Antonio
Rengifo Balarezo
Emilio Choy Ma
(1915-1976) fue uno de los más notables intelectuales autodidactas que ha
tenido nuestro país. Contrastaba en él, su voluntaria austeridad con la entrega
refinada y total al placer de la comida que los peruanos llamamos Chifa.
De su calidad intelectual dan fe los
cuatro volúmenes de sus obras completas publicados por la Universidad Nacional
Mayor de San Marcos y su amistad y cierta influencia en el lingüista Alfredo
Torero, el historiador Pablo Macera y el arqueólogo Luis Lumbreras, además de
otras figuras de la generación posterior a los mencionados.

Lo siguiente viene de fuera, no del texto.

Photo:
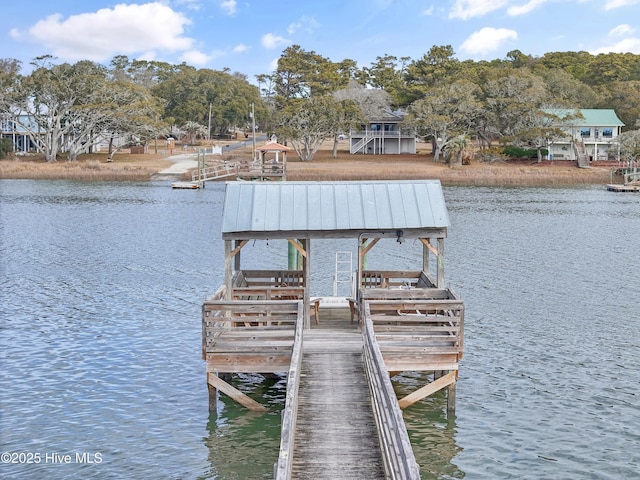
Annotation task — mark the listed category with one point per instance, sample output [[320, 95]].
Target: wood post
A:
[[213, 398], [451, 396]]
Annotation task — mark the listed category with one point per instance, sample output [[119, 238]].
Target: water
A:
[[101, 286]]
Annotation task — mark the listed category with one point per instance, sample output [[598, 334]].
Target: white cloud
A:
[[466, 9], [308, 24], [190, 4], [628, 45], [613, 4], [195, 57], [487, 40], [124, 29], [621, 30], [229, 6], [271, 40], [526, 8]]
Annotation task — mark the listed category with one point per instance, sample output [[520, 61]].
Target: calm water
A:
[[100, 292]]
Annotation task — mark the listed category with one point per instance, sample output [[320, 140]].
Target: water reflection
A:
[[100, 335], [431, 430], [244, 444]]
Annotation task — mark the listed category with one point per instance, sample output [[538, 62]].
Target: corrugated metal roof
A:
[[335, 206], [593, 117]]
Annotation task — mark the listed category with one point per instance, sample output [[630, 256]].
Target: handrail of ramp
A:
[[282, 468], [397, 455]]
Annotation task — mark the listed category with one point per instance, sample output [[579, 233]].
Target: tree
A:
[[303, 74], [72, 107], [190, 95], [445, 112], [512, 99], [308, 122], [386, 74], [194, 130], [373, 102], [9, 72], [435, 67], [41, 102]]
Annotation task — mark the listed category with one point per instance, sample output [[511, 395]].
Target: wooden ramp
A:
[[336, 433]]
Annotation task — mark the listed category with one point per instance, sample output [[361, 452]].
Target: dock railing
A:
[[282, 468], [397, 455]]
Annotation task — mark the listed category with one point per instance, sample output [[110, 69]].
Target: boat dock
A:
[[341, 417]]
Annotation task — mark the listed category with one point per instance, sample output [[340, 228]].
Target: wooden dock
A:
[[623, 188], [335, 431], [341, 417]]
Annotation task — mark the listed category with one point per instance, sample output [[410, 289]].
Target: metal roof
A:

Don Emilio continuó la costumbre,
instituida a principios de la década del 20 por artistas e intelectuales no
conservadores, de frecuentar el Barrio Chino. El Chifa fue para él una
de sus maneras de prodigar amistad y de sentirse contento. Y, por consiguiente,
el Chifa es una de las
asociaciones con que ahora, sus amigos, lo evocamos; sin dejar que por ello, la
boca se nos haga agua.
Acostumbraba invitar a un Chifa de la calle
Capón al término de una conferencia en la Universidad de San Marcos o con
ocasión de despedir a un amigo que partía al extranjero. Es así como
intelectuales famosos han transitado de noche por la calle Capón. Recuerdo al
francés Pierre Vilar y al inglés Eric Hobsbawn.
No sólo fue amigo de personajes, como los
citados, sino también de estudiantes. Gracias a la mediación de don Emilio un
grupo de jóvenes sanmarquinos de ciencias sociales, tuvimos la oportunidad de
conversar con intelectuales consagrados en un ambiente extraacadémico, es decir,
chifero.
En tales circunstancias, Hobsbawn,
historiador y trotamundos, me dijo que la comida de nuestro Chifa
era
única y una de las más deliciosas del planeta.
Recuerdo que don Emilio luego de
distribuirnos en los asientos del Chifa, se dirigía a la
cocina para impartir instrucciones. Durante la espera y en la sobremesa se
conversaba de comidas y bebidas y de cuestiones eruditas y, a la vez, amenas.
Las comidas servidas en fuentes tenían
colores y aromas estimulantes, parecían arreglos florales. Y empezaba la
función bajo la batuta de don Emilio, nuestro amoroso anfitrión.
Los invitados primerizos se apresuraban
en repetir las porciones. No sabían que la comida era de largo aliento. Puesto
que cuando ya creían que se terminaba la reunión, don Emilio volvía a ingresar
a la cocina para dar nuevas instrucciones. Luego salían más fuentes con nuevos
potajes. Los antiguos comensales habían aprendido a comer con palitos chinos y
empleaban la estrategia del compás de espera para llegar en óptimas condiciones
a los platos de fondo. (Don Emilio ayunaba la víspera para estar en forma en el
evento).
Don Emilio se recreaba atendiendo a sus
invitados y gozaba de verlos satisfechos. A mí me llamaba la atención verlo
acercarse a la boca su tazón y absorber el arroz ayudado por veloces
movimientos de sus palitos. Igualmente, concitaba mi atención la manera de
tomar el té. Al final se servía el té en el mismo tazón en el que había comido
los diversos potajes y hacía movimientos circulares antes de beberlo. (Él decía
que sí se tomaba bebidas gaseosas, especialmente al principio, se taponaba el
estómago para la recepción del Chifa).
Al salir del Chifa, la mayoría
tomaba un vehículo, sin embargo, don Emilio se dirigía a pie a la plaza San
Martín a tomar el tranvía para dirigirse hacia el Callao, a su casa. Lo hacía
con el fin de aligerar la digestión y dormir tranquilo; aunque la comida de Chifa, como es sabido,
es de facilísima digestión comparada con la criolla.
Haciendo extensiva la sensualidad de la
comida, recuerdo que una vez nos percatamos de los exuberantes y completos
atributos de una mujer apetitosa e hicimos un comentario. Yo con la mirada y él
con una exclamación: ¡está bien tay pa! No sólo en el campo intelectual tuvo sabias enseñanzas.